A microorganism laser developing device, comprising a casing (10), a control device arranged inside the casing (10), a laser module (3), an objective lens module (9) and an angle adjustment device, characterized in that the control The device comprises a control board (1) and a button (2), the button (2) is arranged on the top of the casing (10) and is electrically connected with the control board (1) arranged inside the casing (10); the laser model The group (3) is installed on the angle adjustment device and an objective lens module (9) is arranged on one side of the group (3); a fixing rod (4), a reflection cup (5) and an optical lens (6) are also arranged inside the casing (10) and a stage (7), the fixing rod (4) is fixed obliquely on the top of the housing (10), the stage (7) is fixedly installed on the bottom of the housing (10), and the reflection cup (5) And the optical lens (6) is mounted on one side of the housing (10).
The microorganism laser developing device according to claim 1, characterized in that, the angle adjustment device comprises an angle adjustment rod (12) and an adjustment wheel (11), and the angle adjustment rod (12) is in the middle with the casing (12). 10) Actively connected and able to move left and right, the left and right sides of the casing (10) are also provided with limit posts for limiting the angle adjustment rod (12), and the rear end of the angle adjustment rod (12) is a semi-circular arc gear , the adjusting wheel (11) is a gear structure and meshes with the angle adjusting rod (12), the adjusting wheel (11) is movably connected with the housing (10) and is also provided with an angle scale line.
The microorganism laser developing device according to claim 1, characterized in that, the objective lens module (9) is a T-shaped structure, comprising an objective lens (13), a slice placement groove (14) and a card, and the objective lens (13) A slice placement slot (14) is embedded in the middle of the card and on the back of the card, and the slice placement slot (14) corresponds to the position of the plug-in card slot provided on the side wall of the casing (10).
The microorganism laser developing device according to claim 1, characterized in that, the stage (7) is a U-shaped arc structure and is supported by a transparent material, and the stage (7) is further provided with a nano-waterproof coating.
The microorganism laser developing device according to claim 1, wherein the fixing rod (4) is an inverted Y-shaped arc structure.
The microorganism laser developing device according to claim 4, characterized in that, the lower part of the casing (10) is provided with a drainage hole, and the drainage hole is located around the bottom of the stage (7).
The microorganism laser developing device according to claim 6, characterized in that, two sets of transparent observation windows are further provided on both sides of the casing (10) and are respectively located on the left and right sides of the stage (7).

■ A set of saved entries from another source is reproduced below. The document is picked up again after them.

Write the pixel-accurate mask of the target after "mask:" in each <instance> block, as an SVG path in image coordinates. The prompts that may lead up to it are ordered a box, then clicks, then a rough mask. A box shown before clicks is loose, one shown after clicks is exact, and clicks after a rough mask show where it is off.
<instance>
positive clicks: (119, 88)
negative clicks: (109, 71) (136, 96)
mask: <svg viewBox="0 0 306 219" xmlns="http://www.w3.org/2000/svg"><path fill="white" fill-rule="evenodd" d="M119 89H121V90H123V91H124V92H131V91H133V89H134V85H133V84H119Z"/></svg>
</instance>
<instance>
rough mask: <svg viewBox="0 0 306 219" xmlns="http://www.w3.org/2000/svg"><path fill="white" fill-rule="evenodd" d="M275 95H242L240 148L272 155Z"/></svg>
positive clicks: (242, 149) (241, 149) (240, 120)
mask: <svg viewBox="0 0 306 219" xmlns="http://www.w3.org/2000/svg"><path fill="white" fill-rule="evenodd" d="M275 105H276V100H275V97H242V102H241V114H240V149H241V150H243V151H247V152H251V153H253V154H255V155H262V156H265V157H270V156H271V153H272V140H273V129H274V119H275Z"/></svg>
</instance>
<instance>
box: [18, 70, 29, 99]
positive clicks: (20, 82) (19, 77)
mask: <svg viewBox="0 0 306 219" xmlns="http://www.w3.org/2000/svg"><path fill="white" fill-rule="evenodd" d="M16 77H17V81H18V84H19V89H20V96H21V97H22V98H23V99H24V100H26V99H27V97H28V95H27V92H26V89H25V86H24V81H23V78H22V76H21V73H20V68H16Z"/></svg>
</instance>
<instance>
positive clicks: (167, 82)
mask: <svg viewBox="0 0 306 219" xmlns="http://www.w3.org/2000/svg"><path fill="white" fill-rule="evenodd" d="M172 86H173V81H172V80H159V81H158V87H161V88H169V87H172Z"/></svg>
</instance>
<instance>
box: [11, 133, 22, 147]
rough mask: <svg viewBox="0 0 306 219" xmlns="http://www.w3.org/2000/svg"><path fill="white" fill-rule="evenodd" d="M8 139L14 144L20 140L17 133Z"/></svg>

The upper part of the casing (10) is also provided with a dust cover.
The microorganism laser developing device according to claim 1, characterized in that, the edge of the reflection cup (5) is provided with a light-blocking groove and its interior is a mirror surface structure, and the optical lens (6) is close to the reflection cup (5). One side has an inner concave structure and the outer side thereof has an outer convex structure, and the optical lens (6) is also subjected to a coating soft-light surface treatment.